We believe in this ability to know the future because we are blessed with the power of imagination. We are blessed to imagine what could, should, or may be. We are blessed with the ability to imagine what’s not there, what should be there, or change the paradigm of our outlook on the world and others. But we are cursed to conflate our imagination with our belief that we can discern the future. Occasionally, they align; sometimes, most times, they don’t.
Because of my profession, I thought I could, should, and needed to know what would happen. I got into that habit because that question was asked of me relentlessly. Because I persistently had to answer that question, I fooled myself into thinking I could forecast my cases’ future, how people would behave, and how situations would turn out. I also fooled myself into thinking I was intelligent, sensitive, knowledgeable, blah, blah, blah, enough to do so.
There is a sense of confidence and cockiness that comes from thinking we know the future. But a lot of stress, anxiety and fear arises from thinking we know it, too. Because now that we know it, we also know we can lose it. So now we feel responsible for it. That drives us to preserve or engineer it, thinking, mistakenly, that we can; thinking, now, we own it. We become dismissive of alternate futures imagined by others. We are hostile to them, thinking the possible future ceases to exist by eradicating or ignoring them. We become defensive because we need to protect our ‘future’.
I want to reduce the amount of stress, anxiety, and fear I contend with. This is why I don’t care about forecasting the future anymore. I am tired of wrestling with the urges and emotions that come with believing I know what will happen. I don’t want to waste time and effort on the unknowable. I only wish to take the future as it comes, as it has always been.
After accepting that the future is an eternally shrouded mystery and that I will deal with it as it comes, a calmness of soul and peace of mind descends upon me. My outlook shifts from what should be to what could be, from this-is-going-to-happen to what-is-going-to-happen. Because I don’t know, curiosity is cultivated.
When we are so focused on what we think should be, we hermetically seal ourselves off from what could be, which may be a superior experience to what we expected. Staying open-minded about the future makes life interesting instead of tediously ‘predictable’.

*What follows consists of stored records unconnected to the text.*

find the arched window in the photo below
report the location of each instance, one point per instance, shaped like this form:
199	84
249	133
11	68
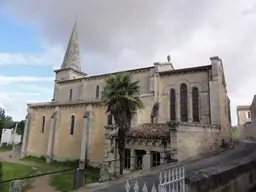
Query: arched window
183	102
43	124
72	128
70	94
110	119
195	104
97	91
172	105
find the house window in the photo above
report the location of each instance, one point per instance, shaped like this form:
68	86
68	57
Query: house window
172	105
195	104
110	119
183	102
97	92
127	159
249	114
70	94
155	159
43	123
72	127
133	107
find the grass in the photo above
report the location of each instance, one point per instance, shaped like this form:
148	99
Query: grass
13	170
62	181
5	148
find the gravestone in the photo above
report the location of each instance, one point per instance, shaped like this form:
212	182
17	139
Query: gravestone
15	186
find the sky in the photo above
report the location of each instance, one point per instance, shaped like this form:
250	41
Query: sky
118	35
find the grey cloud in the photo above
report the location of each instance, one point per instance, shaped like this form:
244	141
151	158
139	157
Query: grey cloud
115	34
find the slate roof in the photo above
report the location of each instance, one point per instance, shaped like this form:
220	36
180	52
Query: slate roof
157	131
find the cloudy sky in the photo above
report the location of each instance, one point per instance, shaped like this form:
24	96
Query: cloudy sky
120	34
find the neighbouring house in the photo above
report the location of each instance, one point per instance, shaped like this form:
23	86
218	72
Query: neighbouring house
243	118
248	130
75	126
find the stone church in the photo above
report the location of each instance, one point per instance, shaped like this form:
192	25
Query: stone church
75	126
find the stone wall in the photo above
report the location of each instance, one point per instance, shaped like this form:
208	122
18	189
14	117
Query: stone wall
190	140
237	176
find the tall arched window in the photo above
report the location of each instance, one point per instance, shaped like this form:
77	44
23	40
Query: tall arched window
97	91
43	124
183	102
70	94
172	105
195	104
72	128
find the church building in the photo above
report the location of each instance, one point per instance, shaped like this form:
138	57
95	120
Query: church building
73	125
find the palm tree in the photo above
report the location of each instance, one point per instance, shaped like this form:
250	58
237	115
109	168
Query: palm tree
120	95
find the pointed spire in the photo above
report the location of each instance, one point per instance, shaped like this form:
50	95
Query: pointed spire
72	56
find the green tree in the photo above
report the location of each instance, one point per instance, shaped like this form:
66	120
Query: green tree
20	128
121	95
8	122
2	121
1	175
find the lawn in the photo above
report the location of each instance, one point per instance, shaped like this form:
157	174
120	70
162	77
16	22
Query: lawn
13	170
5	148
63	181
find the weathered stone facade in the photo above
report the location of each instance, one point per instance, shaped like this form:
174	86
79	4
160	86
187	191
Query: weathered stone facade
72	125
249	128
243	118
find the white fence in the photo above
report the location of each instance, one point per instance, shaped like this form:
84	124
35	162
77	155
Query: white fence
172	180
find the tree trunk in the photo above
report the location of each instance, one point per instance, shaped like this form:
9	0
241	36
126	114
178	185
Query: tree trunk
121	148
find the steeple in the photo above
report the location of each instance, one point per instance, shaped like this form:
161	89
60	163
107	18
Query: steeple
72	56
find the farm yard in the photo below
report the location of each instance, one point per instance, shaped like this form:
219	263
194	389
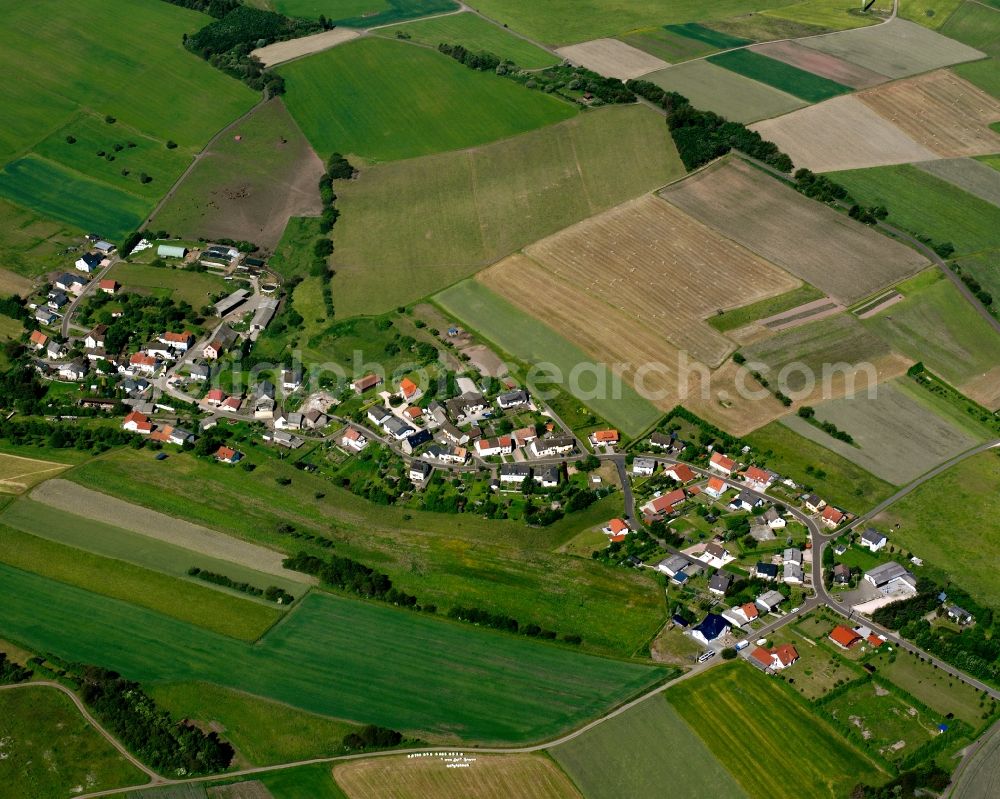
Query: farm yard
975	177
384	100
939	111
897	49
792	231
311	662
743	717
959	499
49	749
639	752
474	33
612	58
713	88
842	133
922	203
781	75
487	777
822	64
897	437
479	205
651	261
935	324
18	474
248	184
426	554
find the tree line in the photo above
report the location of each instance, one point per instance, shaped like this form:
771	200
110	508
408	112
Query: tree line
272	593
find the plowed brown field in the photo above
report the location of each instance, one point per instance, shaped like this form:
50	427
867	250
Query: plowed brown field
940	111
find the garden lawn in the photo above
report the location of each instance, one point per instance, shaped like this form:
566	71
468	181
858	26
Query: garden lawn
745	718
924	204
641	751
476	34
263	732
202	605
58	193
959	499
532	342
419	674
843	483
782	76
50	750
384	100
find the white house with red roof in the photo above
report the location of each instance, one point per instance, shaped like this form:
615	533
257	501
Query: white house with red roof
720	463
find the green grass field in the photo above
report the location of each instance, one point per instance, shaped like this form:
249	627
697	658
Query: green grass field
845	484
263	732
474	33
364	13
937	325
179	284
420	674
782	76
47	749
385	100
738	317
446	559
930	685
827	14
480	205
773	744
959	499
144	551
532	342
202	605
58	193
640	752
924	204
560	22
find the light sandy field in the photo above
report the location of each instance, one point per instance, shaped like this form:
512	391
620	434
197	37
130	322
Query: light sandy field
612	58
714	88
896	437
18	474
940	111
90	504
969	175
11	283
824	64
485	777
828	250
280	52
660	267
842	133
897	48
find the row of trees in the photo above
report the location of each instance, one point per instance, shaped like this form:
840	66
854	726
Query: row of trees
272	593
702	136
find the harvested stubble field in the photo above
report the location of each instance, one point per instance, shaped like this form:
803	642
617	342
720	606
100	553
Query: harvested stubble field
801	235
77	499
842	133
662	269
280	52
940	111
477	206
641	751
248	184
897	436
897	48
18	474
818	63
612	58
975	177
714	88
487	777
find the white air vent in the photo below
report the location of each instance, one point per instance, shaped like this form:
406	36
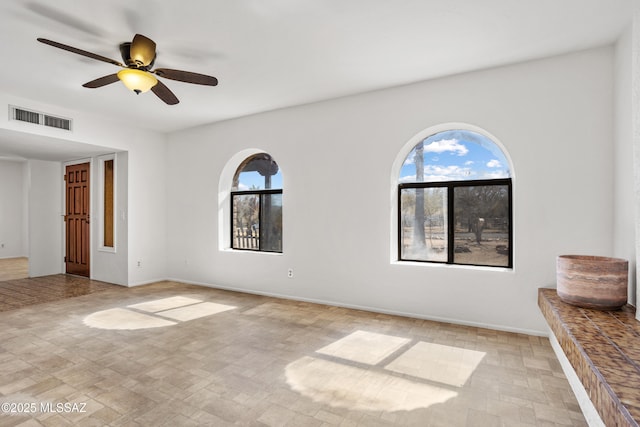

As soon as I relinquish the vanity of knowing what happens, every moment shimmers with potential for an adventure and the bounty that comes with it—discovering what I didn’t know I wanted or needed and people I like. Real life becomes wonderfully compelling when I don’t know what comes next. I am riveted and excited to live each moment because I want to see what happens next. I know it may appear boring as hell to anyone else, but it doesn’t matter. What’s important is how it looks to me and not anyone else.
Not knowing gives me greater space for my imagination to explore. It imbues my imagination with courage, freedom and possibilities. So, relinquishing my belief in knowing the future does not mean I relinquish using my imagination to think about the future. I still need to do it professionally and personally; I simply do not seize upon any of them as the future and treat them all the same – entertainingly.
But the truth is, even though I don’t know the future, I know how it will end. For me, it is obvious. Dead, at some point, hopefully not so soon, and forgotten.
Beyond that, according to science, the sun will explode through our universe, annihilating the earth in four to five billion years. Again, according to science, in the further far-flung future, existence will end in a heat death of the universe, after which it will be devoid of even atoms.
But until then, let’s see what happens.